Now the real problem.

Today I giving a cake meeting talk about a short 2005 paper Kondo lattices and the Mott Metal-Insulator which Nozieres published in a JPSJ volume "Kondo effect- 40 years after the discovery". It also has several other nice (short) review articles. This paper reviews the resolution of the "

**exhaustion problem**" for Kondo lattices, first raised by Nozieres in a 1998 paper.

In the Kondo effect a single magnetic impurity forms a spin singlet with a collection of metallic electrons within an energy range T_K (the Kondo temperature) of the Fermi energy, E_F. Typically, T_K is much smaller than E_F.

Now consider the Kondo lattice where there are magnetic "impurities" (i.e. localised spins) placed on a lattice of N_L sites. The metal contains of order N_L electrons. How many electrons can form Kondo spin singlets with (i.e. screen) the localised electrons?

N_eff ~ DOS(E_F)*T_K ~ N_L/E_F * T_K is much less than N_L

Hence, just a few itinerant electrons must screen (form singlets with) many localised spins.

Why is this a problem?

Because in heavy fermion materials (which are described by a Kondo lattice model) one does observe a Fermi liquid ground state, which is a spin singlet with all the localised spins "screened", below some coherence temperature T_coh

Nozieres has a simple argument [which I don't follow and it turns out to be wrong] that

T_coh ~ N_eff/N_L * T_K ~ T_K^2/E_F is much less than T_K

This prediction that T_coh can be much less than T_K and that their ratio has a non-perturbative dependence on the Kondo coupling turns out to be incorrect. This was shown in 2000 with a slave boson theory by Burdin, Georges, and Grempel and confirmed with DMFT by Costi and Manini. There is a nice review of the problem by Burdin.

Nozieres says there is an "obscure puzzle" here: "a phase transition that generates an energy scale much bigger than its transition temperature". He refers to the fact that in the Kondo lattice problem the hybridisation energy Delta [which mixes the localised spin states with the conduction band] is much larger than T_K [its value in the single impurity problem].

Another puzzle for me is how all this relates to a 2008 Nature paper

Scaling the Kondo lattice

by Yang, Fisk, Lee, Thompson, and Pines

which gives an exhaustive (!) analysis of a wide range of experimental data on heavy fermions and only invokes a single temperature scale T* which is much larger than T_K.

What does all this have to do with the Mott transition and the DMFT treatment of it?

The latter can be viewed as a "Kondo lattice problem". At half filling each site contains a "localised" electron which hybridizes and (in the metallic state) forms Kondo singlets with all the remaining electrons.
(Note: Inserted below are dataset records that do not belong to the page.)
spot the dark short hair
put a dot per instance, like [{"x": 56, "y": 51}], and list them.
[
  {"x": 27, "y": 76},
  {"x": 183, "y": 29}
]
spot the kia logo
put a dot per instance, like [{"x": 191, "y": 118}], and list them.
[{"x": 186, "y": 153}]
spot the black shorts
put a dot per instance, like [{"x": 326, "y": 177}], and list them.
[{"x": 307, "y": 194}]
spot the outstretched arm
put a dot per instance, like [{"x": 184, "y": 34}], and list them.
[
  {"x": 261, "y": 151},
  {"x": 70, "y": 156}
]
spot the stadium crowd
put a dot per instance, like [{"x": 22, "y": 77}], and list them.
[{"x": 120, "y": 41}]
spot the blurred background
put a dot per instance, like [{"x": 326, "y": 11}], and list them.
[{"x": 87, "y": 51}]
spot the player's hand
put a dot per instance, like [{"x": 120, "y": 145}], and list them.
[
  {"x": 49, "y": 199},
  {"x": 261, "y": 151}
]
Nozieres then makes an obscure argument that leads him to the "physical insight" that "the narrow resonance behaviour [present in the metallic phase] is a direct consequence of the residual entropy [of the Mott insulator]"

Thank you Ross! Nice talk and nice post. Things are much more clear in such a "resonant" mode of presentation

ReplyDeleteHi Ross,

ReplyDeleteconcerning the work of Fism et al. you mention, showing T* >> T_K, there is reason to believe that this can be a result of inter-site RKKY interactions. This mechanism was discussed using cluster DMFT in the following paper we recently published:

http://prb.aps.org/abstract/PRB/v84/i11/e115105

However, there are still some unresolved issues left open by this study, associated by limitations of the cluster approach. I think this issues deserves more careful further study using cluster DMFT.